I didn’t watch what others were doing and either get angry at them or jealous of them. I just didn’t care. I focused on my own and I feel better for it.

Will I stay off of Facebook? I don’t know. I hope so. Maybe use it to share photos of my family for people who don’t get to see them as much as they’d like.

Now if you’ll excuse me. I have a newly modded Commodore 64 to play Might and Magic on.

TaTa

J

 

P.S. Next post will be Nexus game related. I have run a couple of sessions with the Cortex+ rules and am liking its new direction.

 

 

 

 

 

Spinning plates


I listen to Kevin Smith’s Smodcasts when I am on the train or in my car when off to my jobjob.

The one I was listening to today was at a Star Wars convention and someone asked him about the movie he was been working on called Hit Somebody. Now when I was last listening to Smod he was all up in into this movie. Getting ready to shoot and the like. Now he was talking about still writing it. He then said something that really hit home with me. “I have a lot of spinning plates and sometimes I leave one behind and try to come back to it.”

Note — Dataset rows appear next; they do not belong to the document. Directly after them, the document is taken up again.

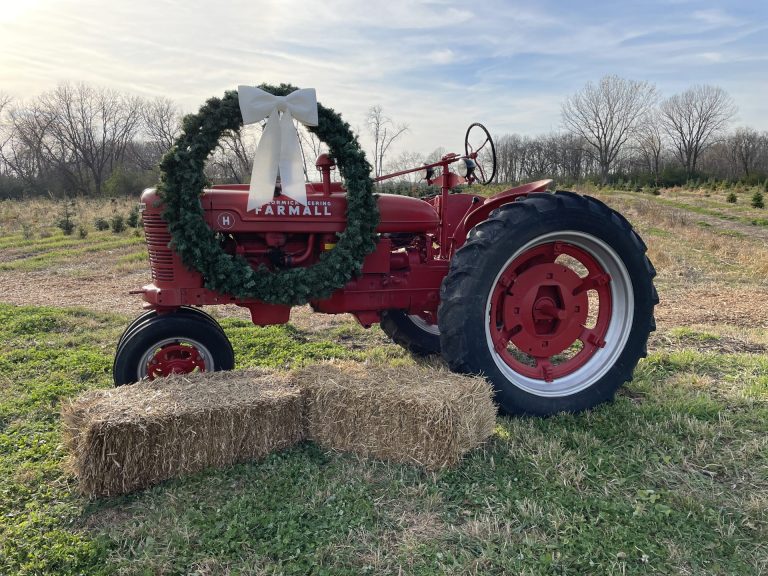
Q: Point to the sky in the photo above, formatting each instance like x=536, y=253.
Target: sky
x=436, y=66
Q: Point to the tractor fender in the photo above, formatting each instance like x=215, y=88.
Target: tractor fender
x=482, y=212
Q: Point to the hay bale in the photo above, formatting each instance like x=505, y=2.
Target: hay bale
x=127, y=438
x=410, y=414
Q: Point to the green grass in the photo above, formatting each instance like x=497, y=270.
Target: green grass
x=43, y=254
x=671, y=478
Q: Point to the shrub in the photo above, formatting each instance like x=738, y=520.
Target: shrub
x=66, y=223
x=117, y=223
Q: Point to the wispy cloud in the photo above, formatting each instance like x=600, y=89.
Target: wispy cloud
x=435, y=64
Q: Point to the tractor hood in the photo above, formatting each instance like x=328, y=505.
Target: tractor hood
x=225, y=211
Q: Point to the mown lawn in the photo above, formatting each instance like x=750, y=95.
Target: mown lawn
x=671, y=478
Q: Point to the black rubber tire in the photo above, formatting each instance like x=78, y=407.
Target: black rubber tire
x=403, y=331
x=136, y=322
x=205, y=333
x=513, y=229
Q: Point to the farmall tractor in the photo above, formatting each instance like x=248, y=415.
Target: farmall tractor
x=550, y=296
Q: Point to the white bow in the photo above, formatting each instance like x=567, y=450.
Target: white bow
x=279, y=146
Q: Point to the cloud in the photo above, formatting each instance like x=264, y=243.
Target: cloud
x=436, y=65
x=716, y=18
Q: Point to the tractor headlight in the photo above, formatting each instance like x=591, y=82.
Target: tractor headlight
x=465, y=167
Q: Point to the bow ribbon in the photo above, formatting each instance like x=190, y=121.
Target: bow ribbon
x=279, y=147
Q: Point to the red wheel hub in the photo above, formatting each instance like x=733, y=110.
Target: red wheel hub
x=540, y=308
x=175, y=359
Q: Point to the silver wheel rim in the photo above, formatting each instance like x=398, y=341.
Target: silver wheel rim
x=205, y=354
x=619, y=327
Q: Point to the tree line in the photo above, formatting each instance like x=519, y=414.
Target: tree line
x=81, y=140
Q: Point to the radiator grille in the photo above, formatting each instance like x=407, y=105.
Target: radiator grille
x=160, y=255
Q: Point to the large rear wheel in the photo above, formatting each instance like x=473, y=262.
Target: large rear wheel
x=176, y=343
x=552, y=300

Now people who know me know I like to light the candle at 8 or 9 ends. This has been my method of doing things for a while. I never give anything my all because I have so little left after each thing. This has led to lost money, hurt friendships, and other nonfun things (IRS, Lawyers).

As I approach 40 and realize I may actually get this game published, I have come to a crossroads. Do I keep the crazy seat of my pants life that I have lived for the past 20 years (living at home doesn’t count) or do I finally focus on something that I will put out in the world and will (hopefully) outlast me.

I hate the term grow up because the things I was supposed to leave behind in childhood to “Grow Up” have given me my friends, my job, my hobbies and even my daughter (Never would have met her mother if her uncle wasn’t a nerd). I think though there may be a time in your life when you realize you will never be able to do everything. A time when you decide to do something that gets your all instead of what you can spare.

By the end of my commute  I reached my “Moment of clarity” It is time to finish what I started.  The game I wrote in notebooks while playing with Mike, Mike, and Adam almost 20 years ago.

It is time I stop all the spinning plates, light a new candle and jump Into the Nexus.